La campagne pour désigner le candidat du Parti républicain (PR) à la Maison Blanche bat son plein aux Etats-Unis. Ils ne sont plus que quatre en lice : Mitt Romney, le grand favori, Newt Gingrich, son principal rival, le libertarien Ron Paul et l’ultra-conservateur Rick Santorum. Si ces deux derniers se retiraient avant la convention du PR, qui se tiendra en août à Tampa (Floride), les chances de Newt Gingrich augmenteraient. En effet, Ron Paul et Rick Santorum sont situés à l’extrême-droite du PR tandis que Mitt Romney est considéré comme un modéré, Newt Gingrich occupant une position intermédiaire.
Mitt Romney a remporté plus de succès que ses rivaux dans les primaires et caucus déjà organisés et a collecté beaucoup plus de fonds (trois fois plus que Newt Gingrich). Dans ce pays où les différences idéologiques sont maigres, les médias jouent un rôle décisif et le candidat disposant du plus gros budget de campagne possède un avantage généralement déterminant.
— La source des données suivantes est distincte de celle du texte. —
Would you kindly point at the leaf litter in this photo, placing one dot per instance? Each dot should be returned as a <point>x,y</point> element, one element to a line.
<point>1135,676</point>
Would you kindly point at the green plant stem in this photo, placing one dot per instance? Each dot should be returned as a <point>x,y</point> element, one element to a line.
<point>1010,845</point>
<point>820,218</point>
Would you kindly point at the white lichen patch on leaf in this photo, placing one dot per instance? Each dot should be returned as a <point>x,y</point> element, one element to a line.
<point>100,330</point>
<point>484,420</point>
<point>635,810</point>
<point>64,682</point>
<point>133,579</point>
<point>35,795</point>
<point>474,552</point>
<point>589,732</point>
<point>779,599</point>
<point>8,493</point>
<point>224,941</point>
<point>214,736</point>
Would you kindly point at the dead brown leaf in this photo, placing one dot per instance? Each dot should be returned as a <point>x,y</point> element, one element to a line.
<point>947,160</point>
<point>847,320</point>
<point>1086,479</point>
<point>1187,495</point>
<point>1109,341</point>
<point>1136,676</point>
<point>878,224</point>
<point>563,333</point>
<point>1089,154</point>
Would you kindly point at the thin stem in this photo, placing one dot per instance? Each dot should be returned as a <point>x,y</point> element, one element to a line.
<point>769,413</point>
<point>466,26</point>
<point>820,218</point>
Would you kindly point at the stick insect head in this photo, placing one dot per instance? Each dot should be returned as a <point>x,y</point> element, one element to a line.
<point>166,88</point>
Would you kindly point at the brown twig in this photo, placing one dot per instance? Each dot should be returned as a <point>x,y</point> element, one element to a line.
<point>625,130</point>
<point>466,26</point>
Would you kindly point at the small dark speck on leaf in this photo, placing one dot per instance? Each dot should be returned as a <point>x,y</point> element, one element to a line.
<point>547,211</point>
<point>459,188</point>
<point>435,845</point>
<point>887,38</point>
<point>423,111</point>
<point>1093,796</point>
Or, l’arrêt « Citizens United » sur le financement électoral, rendu en 2010 par la Cour Suprême, a complètement changé la donne. Au nom de la liberté d’expression, il autorise la collecte illimitée de donations de particuliers ou d’entreprises par des « super comités d’action politiques ». Ces super PACs sont soumis à une seule obligation légale, difficile à faire appliquer, ne pas coordonner leurs activités (essentiellement des spots publicitaires sur les chaînes télévisées) avec les candidats qu’ils financent. Ces spots vantent rarement les mérites d’un candidat : il s’agit généralement de publicités négatives qui dénigrent, parfois avec virulence, l’un des candidats adverses.
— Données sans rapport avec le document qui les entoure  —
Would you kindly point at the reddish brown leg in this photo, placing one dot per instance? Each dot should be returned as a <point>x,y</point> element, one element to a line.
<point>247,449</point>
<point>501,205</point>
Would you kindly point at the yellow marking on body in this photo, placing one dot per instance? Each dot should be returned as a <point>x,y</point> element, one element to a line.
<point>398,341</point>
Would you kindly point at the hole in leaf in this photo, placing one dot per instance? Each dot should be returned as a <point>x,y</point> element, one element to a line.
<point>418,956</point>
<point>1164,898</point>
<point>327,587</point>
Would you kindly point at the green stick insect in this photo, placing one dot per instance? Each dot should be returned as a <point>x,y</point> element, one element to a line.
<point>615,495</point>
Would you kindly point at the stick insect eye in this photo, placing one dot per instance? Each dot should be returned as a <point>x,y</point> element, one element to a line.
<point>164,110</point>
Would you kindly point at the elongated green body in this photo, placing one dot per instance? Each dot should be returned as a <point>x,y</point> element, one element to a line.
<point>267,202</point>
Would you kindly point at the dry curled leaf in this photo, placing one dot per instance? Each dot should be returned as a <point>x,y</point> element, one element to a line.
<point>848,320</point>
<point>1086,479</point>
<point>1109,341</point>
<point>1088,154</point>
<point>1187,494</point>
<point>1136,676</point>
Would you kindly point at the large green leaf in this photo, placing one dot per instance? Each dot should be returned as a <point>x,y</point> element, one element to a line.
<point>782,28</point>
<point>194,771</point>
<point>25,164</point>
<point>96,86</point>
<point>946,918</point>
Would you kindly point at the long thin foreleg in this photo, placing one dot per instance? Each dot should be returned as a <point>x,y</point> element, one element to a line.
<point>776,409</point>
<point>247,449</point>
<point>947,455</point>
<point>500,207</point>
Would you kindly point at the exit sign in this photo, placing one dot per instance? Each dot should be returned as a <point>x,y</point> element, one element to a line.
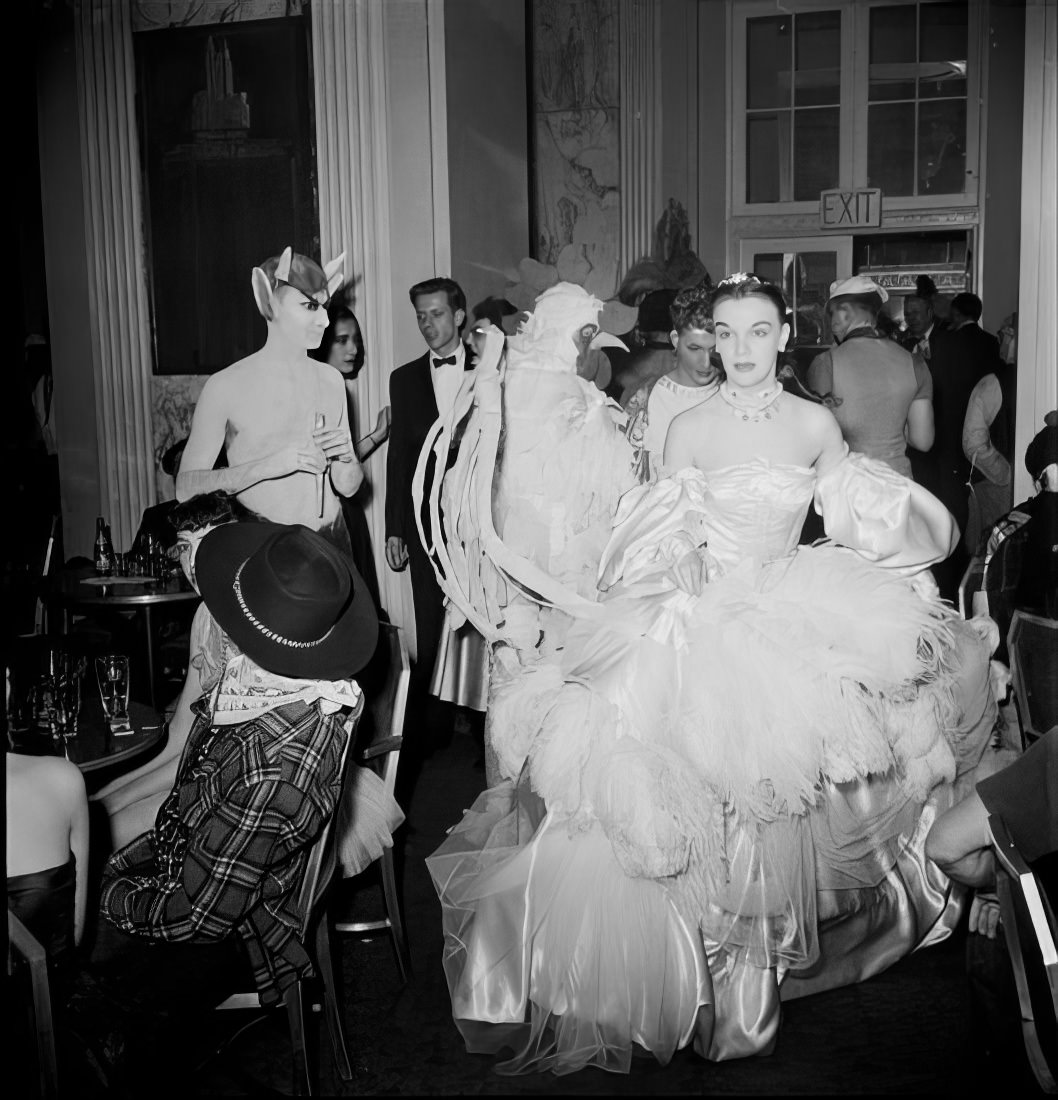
<point>850,209</point>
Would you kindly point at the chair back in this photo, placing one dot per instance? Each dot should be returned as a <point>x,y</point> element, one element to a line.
<point>382,730</point>
<point>1032,941</point>
<point>322,859</point>
<point>1033,648</point>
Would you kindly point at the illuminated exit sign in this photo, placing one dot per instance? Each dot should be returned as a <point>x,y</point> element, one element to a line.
<point>850,209</point>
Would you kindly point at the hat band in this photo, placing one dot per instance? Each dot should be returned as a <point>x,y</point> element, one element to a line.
<point>267,631</point>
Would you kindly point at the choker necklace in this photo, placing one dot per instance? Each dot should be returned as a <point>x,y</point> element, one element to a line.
<point>758,407</point>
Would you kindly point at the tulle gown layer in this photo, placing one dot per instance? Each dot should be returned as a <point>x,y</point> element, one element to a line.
<point>722,799</point>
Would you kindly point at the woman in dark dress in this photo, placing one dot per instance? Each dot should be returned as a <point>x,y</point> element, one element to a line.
<point>343,349</point>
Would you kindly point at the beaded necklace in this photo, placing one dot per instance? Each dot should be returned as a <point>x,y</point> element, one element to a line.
<point>758,407</point>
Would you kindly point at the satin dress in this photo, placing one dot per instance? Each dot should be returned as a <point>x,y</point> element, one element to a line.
<point>725,798</point>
Ainsi, le premier pays du monde à s’être doté d’une Constitution démocratique donne un surprenant spectacle avec ces élections présidentielles, où tous les coups sont permis et où l’argent coule à flots. Mitt Romney a pris tant d’avance et dispose de tellement de moyens financiers que sa victoire est désormais quasiment assurée. Il n’en reste pas moins que c’est un piètre orateur, qui multiplie les bourdes. La guerre des spots, qui ne l’épargne pas, laissera des traces. Barack Obama n’a guère de souci à se faire : avec un tel adversaire, sa réélection est très probable.